The case brought by Rajat Gupta, one of the founding partners of private equity firm New Silk Route, has been dismissed by a federal court in New York. In the case, Gupta had alleged that co-founder Parag Saxena was trying to stop him from having any influence over New Silk Route, which has $1.4 billion under management.
Various reports said that the claims of breach of contract by former McKinsey honcho Gupta, who was convicted of passing inside information to Galleon hedge fund founder Raj Rajaratnam, were not relevant anymore.

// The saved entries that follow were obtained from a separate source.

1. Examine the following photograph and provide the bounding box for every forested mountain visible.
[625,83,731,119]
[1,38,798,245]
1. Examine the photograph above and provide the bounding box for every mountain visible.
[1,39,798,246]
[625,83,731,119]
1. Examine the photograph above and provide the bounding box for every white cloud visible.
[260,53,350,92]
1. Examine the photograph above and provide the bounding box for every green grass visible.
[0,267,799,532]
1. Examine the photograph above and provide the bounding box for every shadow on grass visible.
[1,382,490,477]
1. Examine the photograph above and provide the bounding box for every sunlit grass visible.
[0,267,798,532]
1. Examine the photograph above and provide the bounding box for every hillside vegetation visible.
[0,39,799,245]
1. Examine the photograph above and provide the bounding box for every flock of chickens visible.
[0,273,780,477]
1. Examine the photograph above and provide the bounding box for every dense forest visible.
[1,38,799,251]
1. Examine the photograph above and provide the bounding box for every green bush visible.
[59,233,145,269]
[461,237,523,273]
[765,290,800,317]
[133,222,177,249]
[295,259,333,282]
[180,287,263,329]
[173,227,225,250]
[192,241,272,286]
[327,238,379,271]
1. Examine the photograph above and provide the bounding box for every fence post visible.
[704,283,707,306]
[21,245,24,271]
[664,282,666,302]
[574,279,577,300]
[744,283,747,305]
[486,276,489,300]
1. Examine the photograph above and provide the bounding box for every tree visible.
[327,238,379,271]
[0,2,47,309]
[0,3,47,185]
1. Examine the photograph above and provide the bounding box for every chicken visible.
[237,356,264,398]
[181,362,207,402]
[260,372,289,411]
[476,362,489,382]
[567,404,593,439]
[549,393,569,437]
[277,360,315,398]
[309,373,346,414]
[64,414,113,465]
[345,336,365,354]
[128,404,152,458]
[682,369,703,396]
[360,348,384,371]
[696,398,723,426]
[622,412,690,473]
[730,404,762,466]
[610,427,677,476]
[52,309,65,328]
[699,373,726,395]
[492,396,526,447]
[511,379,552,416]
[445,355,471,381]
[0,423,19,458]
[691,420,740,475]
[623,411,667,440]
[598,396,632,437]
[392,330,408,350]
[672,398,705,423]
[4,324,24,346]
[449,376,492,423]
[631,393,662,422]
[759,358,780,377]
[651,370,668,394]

“In February 2012, Gupta agreed to step down from New Silk Route’s two-member board after Saxena requested that he distance himself from the company while securities charges were pending. To protect his interests in the company, Gupta was allowed to designate a board member. But Gupta sued Saxena in March 2013, contending that his business partner was blocking him from appointing his representative to the board in a bid to gain control of the fund,” said the New York Times report.
Gupta had alleged that his initial nominee was improperly removed from the board, but later he appointed another nominee. The judge said that since Gupta still has a functioning representative on the board, this makes the complaint moot.
Bloomberg said, quoting a memorandum filed by Saxena in the case, that the litigation was “nothing more than a crude attempt by convicted felon Gupta to burden an investment partnership with a frivolous lawsuit” while trying to “extract a buyout to defray tens of millions of dollars in liabilities that he has incurred from his criminal proceedings.”
New Silk Route, set up during the boom period before the financial crisis, raised one of the largest South Asia-focused funds. Its investments include companies like telecom tower firm Reliance Infratel, India’s largest coffee chain Cafe Coffee Day (CCD) and more recently café and restaurant chain Moshe’s.